Included in this latter group is Tony Blair himself. It is ‘what works‘ Labour. Its values are liberal; its justification is pragmatism. It is unsentimental and starts with the economics. What fosters growth? That is what is right, what is socially good, and the political narrative will flow from that.
Strangely, this is not where New Labour started out. It is fashionable to characterise New Labour as an accommodation to the liberal global market with a balancing commitment to a redistributive state. This is where it ended up by its second term of office. However, there was an earlier version of New Labour and it was the version that secured the landslide victory in 1997.
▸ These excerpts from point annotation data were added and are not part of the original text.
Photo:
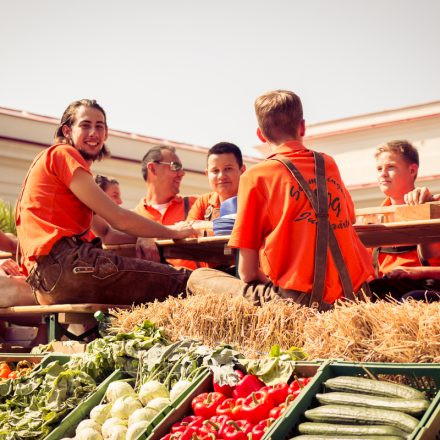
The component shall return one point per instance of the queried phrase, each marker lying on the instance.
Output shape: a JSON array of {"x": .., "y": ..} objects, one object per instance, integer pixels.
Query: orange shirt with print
[
  {"x": 276, "y": 218},
  {"x": 387, "y": 261},
  {"x": 206, "y": 207},
  {"x": 174, "y": 213},
  {"x": 47, "y": 210}
]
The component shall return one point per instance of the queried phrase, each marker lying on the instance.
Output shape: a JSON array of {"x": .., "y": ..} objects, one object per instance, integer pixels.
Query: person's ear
[
  {"x": 260, "y": 135},
  {"x": 66, "y": 131},
  {"x": 413, "y": 169},
  {"x": 302, "y": 128},
  {"x": 151, "y": 168}
]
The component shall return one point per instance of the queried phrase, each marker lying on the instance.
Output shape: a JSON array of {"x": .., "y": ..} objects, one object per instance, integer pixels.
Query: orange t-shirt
[
  {"x": 275, "y": 217},
  {"x": 174, "y": 213},
  {"x": 389, "y": 261},
  {"x": 206, "y": 207},
  {"x": 47, "y": 210}
]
Early New Labour was a combination of an acceptance of markets, belief in the virtue of the state to secure beneficial social outcomes, and a conservative message on community, nation, and family. Ultimately, it is impossible to reconcile conservatism and economic liberalism. Thatcher discovered this as instead of a rediscovery of the virtue of Grantham duty, a crass materialism swept the nation instead. And Labour discovered that global markets can desolate communities and turn patriotism – when whole towns are effectively abandoned or face convulsive change – into often violent strains of nationalism.
Economic waste and social despair foment a crisis of identity that can either tilt towards nostalgia or, at worst, become virulent and turn people against each other. Whenever the need of community for stability has come up against the free market, it is the latter that has won for almost half a century. The English Defence League are simply a striking aspect of this dispossession. Their current focus is Muslims but – and those ethnic minorities who ride with them should be aware of this – they will just as easily turn on other groups or some other grotesque adaptation of their line of thought will.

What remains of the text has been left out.